Colicins are water-soluble toxins that, upon interaction with membranes, undergo a conformational change, insert, and form pores in them. Pore formation activity is localized in a bundle of 10 α-helices named the pore-forming domain (PFD). There is evidence that colicins attach to the membrane via a hydrophobic hairpin embedded in the core of the PFD. Two main models have been suggested for the membrane-bound state: penknife and umbrella, differing in regard to the orientation of the hydrophobic hairpin with respect to the membrane. The arrangement of the amphipathic helices has been described as either a compact three-dimensional structure or a two-dimensional array of loosely interacting helices on the membrane surface. Using molecular dynamics simulations with an implicit membrane model, we studied the structure and stability of the conformations proposed earlier for four colicins. We find that colicins are initially driven towards the membrane by electrostatic interactions between basic residues and the negatively charged membrane surface. They do not have a unique binding orientation, but in the predominant orientations the central hydrophobic hairpin is parallel to the membrane. In the inserted state, the estimated free energy tends to be lower for the compact arrangements of the amphipathic helix, but the more expanded ones are in better agreement with experimental distance distributions. The difference in energy between penknife and umbrella conformations is small enough for equilibrium to exist between them. Elongation of the hydrophobic hairpin helices and membrane thinning were found unable to produce stabilization of the transmembrane configuration of the hydrophobic hairpin.

Figure 1

Three-dimensional structures of the PFD of the colicins studied in this work (cartoon representations were made using VMD84).
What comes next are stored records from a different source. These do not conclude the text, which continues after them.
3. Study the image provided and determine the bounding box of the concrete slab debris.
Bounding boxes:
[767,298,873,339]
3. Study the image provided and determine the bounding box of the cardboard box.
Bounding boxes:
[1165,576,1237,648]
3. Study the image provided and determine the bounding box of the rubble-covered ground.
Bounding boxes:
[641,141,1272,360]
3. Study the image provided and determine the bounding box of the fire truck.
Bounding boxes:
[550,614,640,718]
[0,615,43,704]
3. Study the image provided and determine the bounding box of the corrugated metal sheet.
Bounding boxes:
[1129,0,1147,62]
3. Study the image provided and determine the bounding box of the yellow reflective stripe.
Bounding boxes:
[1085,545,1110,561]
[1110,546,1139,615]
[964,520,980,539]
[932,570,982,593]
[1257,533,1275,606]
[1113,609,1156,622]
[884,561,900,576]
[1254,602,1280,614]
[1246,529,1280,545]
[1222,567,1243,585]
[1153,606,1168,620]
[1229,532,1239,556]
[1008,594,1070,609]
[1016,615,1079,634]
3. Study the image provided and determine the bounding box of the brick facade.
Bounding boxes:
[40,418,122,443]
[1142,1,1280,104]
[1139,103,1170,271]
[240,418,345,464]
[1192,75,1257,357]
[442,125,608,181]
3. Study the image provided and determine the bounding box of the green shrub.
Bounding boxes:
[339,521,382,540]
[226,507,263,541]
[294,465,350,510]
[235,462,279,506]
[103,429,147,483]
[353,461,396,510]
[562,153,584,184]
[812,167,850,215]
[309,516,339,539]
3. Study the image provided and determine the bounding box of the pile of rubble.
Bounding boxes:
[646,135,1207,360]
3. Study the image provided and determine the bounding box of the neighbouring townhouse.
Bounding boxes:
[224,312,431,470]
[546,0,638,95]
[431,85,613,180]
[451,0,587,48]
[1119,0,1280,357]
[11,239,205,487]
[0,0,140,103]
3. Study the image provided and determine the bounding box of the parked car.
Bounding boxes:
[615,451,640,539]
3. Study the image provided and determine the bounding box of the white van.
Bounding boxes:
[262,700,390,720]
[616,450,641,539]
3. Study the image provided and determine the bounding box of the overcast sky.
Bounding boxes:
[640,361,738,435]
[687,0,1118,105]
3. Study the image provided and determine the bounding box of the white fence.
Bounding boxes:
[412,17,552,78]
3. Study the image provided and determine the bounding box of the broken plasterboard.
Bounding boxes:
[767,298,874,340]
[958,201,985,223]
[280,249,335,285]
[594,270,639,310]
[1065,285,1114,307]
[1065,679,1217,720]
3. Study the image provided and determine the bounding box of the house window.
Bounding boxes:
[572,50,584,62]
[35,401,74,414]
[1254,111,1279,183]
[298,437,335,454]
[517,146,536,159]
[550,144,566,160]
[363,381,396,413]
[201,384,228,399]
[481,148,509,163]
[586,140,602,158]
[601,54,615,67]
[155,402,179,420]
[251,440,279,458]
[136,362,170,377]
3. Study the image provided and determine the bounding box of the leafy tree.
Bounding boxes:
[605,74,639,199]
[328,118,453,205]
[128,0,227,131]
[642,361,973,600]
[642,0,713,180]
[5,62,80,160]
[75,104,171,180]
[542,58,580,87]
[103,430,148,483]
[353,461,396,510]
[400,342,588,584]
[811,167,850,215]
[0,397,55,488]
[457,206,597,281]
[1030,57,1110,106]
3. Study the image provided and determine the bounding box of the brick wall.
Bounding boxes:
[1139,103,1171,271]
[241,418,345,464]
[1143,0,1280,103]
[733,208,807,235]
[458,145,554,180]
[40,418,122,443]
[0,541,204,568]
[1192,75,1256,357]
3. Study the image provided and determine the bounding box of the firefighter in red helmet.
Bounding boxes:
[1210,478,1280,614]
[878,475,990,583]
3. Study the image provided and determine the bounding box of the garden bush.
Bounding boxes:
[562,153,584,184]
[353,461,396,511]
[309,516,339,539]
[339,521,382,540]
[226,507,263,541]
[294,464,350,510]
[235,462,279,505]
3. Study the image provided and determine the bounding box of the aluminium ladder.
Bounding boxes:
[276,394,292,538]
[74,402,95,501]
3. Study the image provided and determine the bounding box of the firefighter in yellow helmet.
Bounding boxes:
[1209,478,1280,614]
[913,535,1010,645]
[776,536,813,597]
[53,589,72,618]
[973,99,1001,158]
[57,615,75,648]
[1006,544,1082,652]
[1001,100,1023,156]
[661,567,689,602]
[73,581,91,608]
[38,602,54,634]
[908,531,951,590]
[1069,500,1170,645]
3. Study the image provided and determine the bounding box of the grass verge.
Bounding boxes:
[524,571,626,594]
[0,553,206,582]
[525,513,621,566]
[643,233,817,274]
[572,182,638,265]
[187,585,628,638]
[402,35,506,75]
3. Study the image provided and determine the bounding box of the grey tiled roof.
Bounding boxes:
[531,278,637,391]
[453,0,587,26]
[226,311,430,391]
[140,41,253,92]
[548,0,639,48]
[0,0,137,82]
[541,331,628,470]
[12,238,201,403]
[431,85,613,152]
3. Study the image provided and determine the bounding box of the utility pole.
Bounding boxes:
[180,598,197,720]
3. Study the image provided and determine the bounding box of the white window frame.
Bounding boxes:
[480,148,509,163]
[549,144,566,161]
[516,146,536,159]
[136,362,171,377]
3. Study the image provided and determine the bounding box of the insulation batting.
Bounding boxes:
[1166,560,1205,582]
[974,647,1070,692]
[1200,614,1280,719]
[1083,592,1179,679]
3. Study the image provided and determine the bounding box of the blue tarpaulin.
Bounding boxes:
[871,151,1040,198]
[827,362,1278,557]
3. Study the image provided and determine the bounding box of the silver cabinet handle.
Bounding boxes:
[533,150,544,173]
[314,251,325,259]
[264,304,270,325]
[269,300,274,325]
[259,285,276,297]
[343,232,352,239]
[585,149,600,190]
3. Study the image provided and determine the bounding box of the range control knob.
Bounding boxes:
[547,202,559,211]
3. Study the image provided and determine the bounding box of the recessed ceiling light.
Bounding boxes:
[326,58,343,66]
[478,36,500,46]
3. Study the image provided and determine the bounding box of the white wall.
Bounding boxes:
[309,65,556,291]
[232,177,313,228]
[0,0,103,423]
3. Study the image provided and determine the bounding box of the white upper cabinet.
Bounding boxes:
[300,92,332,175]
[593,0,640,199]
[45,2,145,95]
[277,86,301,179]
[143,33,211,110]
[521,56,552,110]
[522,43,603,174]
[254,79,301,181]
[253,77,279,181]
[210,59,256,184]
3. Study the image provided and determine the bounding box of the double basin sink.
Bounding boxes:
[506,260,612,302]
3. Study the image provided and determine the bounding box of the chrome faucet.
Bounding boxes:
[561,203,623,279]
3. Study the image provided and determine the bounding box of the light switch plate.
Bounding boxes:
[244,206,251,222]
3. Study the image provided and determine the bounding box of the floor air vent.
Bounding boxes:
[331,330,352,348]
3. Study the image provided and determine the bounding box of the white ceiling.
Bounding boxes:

The groups to which they belong are also indicated. The hydrophobic hairpin in each case is highlighted. The arrows show the location and direction of the pulling force applied to get an umbrella model (see Methods Section).

Figure 2

Side and upper views the a) Compact, b) Loose-Array and c) Circular model for the umbrella conformation. (Cartoon representations were made using VMD84). The horizontal lines represent the membrane surface. These structures correspond to the initial structures of the simulations run for the inserted state of colicins.

Figure 3

Distribution of the values of the angle formed by the hydrophobic hairpin and the membrane. In the upper graph the results at low pH are shown and in the lower part, those for pH=7. The direction of the axis of the hydrophobic hairpin (highlighted in black) is shown as an inset of the lower graph as well as the angle corresponding to the abscissa axis (the membrane surface is represented by a horizontal line). An example of the adsorbed state with the hydrophobic hairpin oriented parallel to the membrane plane is shown as an inset in the upper graph (cartoon representations were made using VMD84).

Figure 4

Qualitative comparison of the inter-helical distance distributions of colicin A in our simulations with the EPR spectroscopy results reported by Böhme et. al.. The green lines correspond to the experimental results, while the black, red and blue ones correspond to the simulation results obtained for the compact, loose-array and circular models, respectively.

Figure 5

Representative snapshots for the penknife and umbrella conformations in the inserted state of the four colicins studied here. The arrows point to the loop that becomes more extended in the umbrella model of colicin Ia. The line representation highlights the aromatic and acidic residues representative in the interaction with the membrane of the umbrella conformations of colicins Ia and E1 (see discussion about the helix elongation process).

Figure 6

Representative snapshots of the penknife and umbrella conformations in the inserted state of colicins Ia and E1 with a longer hydrophobic hairpin. The line representation highlights the aromatic and acidic residues representative in the interaction with the membrane of the umbrella conformations of colicins Ia and E1 (see text).

Figure 7

Variation (delta) with respect to the system with T=26 Å of the effective energy (discontinuous line) and the effective plus the deformation free energy (continuous line) with membrane thickness.

Figure 8

Mechanism of colicin insertion proposed by Kienker and coworkers and supported by the results presented in the present paper. Adapted from Fig. 7 in reference . “ADS” stands for the adsorbed state; ΔG_ADS-P is the difference in free energy between the penknife conformation and the adsorbed state, and ΔG_PU is the difference in free energy between the umbrella and the penknife conformations.